Proyek pemerintah yang pernah dilaksanakan dengan menggunakan skema pembiayaan PPP salah satunya adalah pembangunan stadion sepakbola bertaraf internasional di Tanjung Priok, Jakarta Utara senilai Rp 4,5 trilliun pada tahun 2018. Proyek tersebut dilaksanakan guna mempersiapkan Piala Dunia pada tahun 2034 apabila Indonesia terpilih menjadi tuan rumah dalam ajang sepakbola bergengsi tersebut.
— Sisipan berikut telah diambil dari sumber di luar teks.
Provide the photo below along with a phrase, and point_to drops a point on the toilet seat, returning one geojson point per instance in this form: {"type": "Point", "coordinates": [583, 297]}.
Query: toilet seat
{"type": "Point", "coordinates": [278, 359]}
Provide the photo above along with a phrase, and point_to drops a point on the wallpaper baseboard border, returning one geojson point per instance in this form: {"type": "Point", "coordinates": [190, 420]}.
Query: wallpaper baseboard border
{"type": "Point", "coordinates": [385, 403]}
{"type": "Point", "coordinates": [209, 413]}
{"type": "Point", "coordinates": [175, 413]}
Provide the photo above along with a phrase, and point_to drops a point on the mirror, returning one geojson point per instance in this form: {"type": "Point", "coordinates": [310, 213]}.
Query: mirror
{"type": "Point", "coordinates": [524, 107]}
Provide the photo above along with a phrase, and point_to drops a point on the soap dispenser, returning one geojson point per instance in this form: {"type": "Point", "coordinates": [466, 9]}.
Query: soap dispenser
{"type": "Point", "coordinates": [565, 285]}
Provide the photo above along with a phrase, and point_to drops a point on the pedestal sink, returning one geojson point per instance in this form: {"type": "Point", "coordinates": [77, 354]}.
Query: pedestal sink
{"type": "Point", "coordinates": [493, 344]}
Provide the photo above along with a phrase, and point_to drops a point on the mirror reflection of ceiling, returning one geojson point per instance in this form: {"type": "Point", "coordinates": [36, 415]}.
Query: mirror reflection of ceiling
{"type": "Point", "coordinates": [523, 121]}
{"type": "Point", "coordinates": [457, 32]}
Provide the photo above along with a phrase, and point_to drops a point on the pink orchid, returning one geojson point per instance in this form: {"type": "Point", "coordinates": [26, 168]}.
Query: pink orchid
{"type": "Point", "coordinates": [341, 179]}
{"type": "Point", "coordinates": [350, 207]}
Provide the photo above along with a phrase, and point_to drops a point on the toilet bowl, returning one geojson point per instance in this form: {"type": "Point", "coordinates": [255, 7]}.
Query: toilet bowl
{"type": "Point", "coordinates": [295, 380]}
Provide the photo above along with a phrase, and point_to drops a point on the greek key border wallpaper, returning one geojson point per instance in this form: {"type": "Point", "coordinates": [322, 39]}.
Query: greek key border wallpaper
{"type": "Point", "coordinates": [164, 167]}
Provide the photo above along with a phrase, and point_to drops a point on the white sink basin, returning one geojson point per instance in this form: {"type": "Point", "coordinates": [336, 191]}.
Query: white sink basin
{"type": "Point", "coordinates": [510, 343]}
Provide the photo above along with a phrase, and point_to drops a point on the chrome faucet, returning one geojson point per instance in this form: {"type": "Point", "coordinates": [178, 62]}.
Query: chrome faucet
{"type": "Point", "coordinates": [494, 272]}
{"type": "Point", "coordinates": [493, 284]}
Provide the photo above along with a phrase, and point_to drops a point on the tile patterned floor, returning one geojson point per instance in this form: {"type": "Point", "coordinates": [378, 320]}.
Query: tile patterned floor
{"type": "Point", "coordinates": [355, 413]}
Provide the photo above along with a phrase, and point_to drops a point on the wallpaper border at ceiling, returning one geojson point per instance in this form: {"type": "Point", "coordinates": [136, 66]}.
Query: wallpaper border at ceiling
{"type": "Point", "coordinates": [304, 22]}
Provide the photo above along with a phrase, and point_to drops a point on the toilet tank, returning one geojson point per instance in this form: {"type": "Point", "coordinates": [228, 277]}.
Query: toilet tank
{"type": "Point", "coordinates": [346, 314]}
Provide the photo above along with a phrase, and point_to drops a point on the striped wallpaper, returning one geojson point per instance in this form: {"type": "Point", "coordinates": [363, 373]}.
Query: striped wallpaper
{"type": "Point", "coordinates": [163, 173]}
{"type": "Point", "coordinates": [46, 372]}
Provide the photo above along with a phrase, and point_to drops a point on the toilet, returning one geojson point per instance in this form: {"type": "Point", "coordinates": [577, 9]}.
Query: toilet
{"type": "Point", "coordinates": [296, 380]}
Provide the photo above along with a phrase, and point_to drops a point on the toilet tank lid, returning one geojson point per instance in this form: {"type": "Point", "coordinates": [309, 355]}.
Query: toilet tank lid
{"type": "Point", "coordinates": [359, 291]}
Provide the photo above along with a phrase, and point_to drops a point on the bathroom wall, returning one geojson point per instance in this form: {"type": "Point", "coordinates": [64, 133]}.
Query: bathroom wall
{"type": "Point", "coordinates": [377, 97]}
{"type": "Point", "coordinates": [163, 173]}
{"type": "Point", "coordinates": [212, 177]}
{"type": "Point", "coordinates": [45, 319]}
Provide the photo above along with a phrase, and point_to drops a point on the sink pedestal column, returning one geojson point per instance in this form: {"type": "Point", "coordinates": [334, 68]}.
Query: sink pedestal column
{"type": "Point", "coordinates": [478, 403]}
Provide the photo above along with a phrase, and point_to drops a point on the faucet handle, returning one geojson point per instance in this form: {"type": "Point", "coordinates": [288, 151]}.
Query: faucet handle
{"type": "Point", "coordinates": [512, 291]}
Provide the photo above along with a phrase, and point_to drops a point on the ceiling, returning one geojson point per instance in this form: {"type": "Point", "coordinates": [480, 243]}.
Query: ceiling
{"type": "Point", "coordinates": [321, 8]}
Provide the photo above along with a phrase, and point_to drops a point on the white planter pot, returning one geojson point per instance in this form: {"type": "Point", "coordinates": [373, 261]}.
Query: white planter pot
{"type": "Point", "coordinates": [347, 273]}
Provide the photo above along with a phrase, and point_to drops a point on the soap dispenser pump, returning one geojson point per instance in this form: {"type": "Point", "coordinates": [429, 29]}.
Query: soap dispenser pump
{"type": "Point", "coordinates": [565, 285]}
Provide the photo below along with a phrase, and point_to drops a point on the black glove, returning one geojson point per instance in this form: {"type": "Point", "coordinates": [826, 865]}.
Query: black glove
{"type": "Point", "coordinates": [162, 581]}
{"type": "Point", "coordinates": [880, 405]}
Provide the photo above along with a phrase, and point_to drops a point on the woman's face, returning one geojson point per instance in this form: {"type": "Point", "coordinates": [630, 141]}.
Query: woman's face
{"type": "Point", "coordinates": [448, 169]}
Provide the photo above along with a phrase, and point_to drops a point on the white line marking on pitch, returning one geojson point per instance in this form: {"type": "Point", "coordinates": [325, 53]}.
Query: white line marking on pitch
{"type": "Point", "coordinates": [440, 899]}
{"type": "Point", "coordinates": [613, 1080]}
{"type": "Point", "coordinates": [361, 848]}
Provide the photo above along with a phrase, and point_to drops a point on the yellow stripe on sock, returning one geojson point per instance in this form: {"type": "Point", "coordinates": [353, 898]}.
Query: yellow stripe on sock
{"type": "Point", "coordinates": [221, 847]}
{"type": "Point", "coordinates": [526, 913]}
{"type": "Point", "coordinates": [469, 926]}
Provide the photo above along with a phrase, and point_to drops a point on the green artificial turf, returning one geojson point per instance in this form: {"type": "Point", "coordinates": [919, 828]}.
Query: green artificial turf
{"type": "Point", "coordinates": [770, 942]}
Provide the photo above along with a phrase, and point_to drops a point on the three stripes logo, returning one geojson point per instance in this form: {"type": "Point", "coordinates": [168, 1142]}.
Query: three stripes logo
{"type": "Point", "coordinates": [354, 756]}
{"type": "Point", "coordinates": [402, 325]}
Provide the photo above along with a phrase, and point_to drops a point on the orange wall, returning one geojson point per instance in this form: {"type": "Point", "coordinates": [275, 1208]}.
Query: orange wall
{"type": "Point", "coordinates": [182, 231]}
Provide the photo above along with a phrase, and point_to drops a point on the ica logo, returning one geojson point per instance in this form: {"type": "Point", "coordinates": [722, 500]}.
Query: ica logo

Namun, hingga akhir penghujung 2018, proyek tersebut hanya berujung wacana saja.
Contoh lainnya, ialah pembangunan bandara Komodo Labuan Bajo pada Tahun 2019 yang merupakan proyek pertama dalam bentuk banda yang menggunakan skema KPBU (Kerjasama Pemerintah dan Badan Usaha) atau PPP/ proyek tersebut dimenangkan oleh investor asing asal Singapura yakni konsorsium PT Cardig Aero Services Tbk, Changi Airport International Pte Ltd, dan Changi Airports Mena Pte Ltd. Bentuk kerjasama proyek yang dijalin antara pemerintah dan badan usaha dalam proyek Bandara Komodo ini adalah DBOFMT (Design-Build-Finance-Operate-Maintain-Transfer) dengan total investa mencapai Rp 1,2 trilliun dan masa konsesi 25 tahun.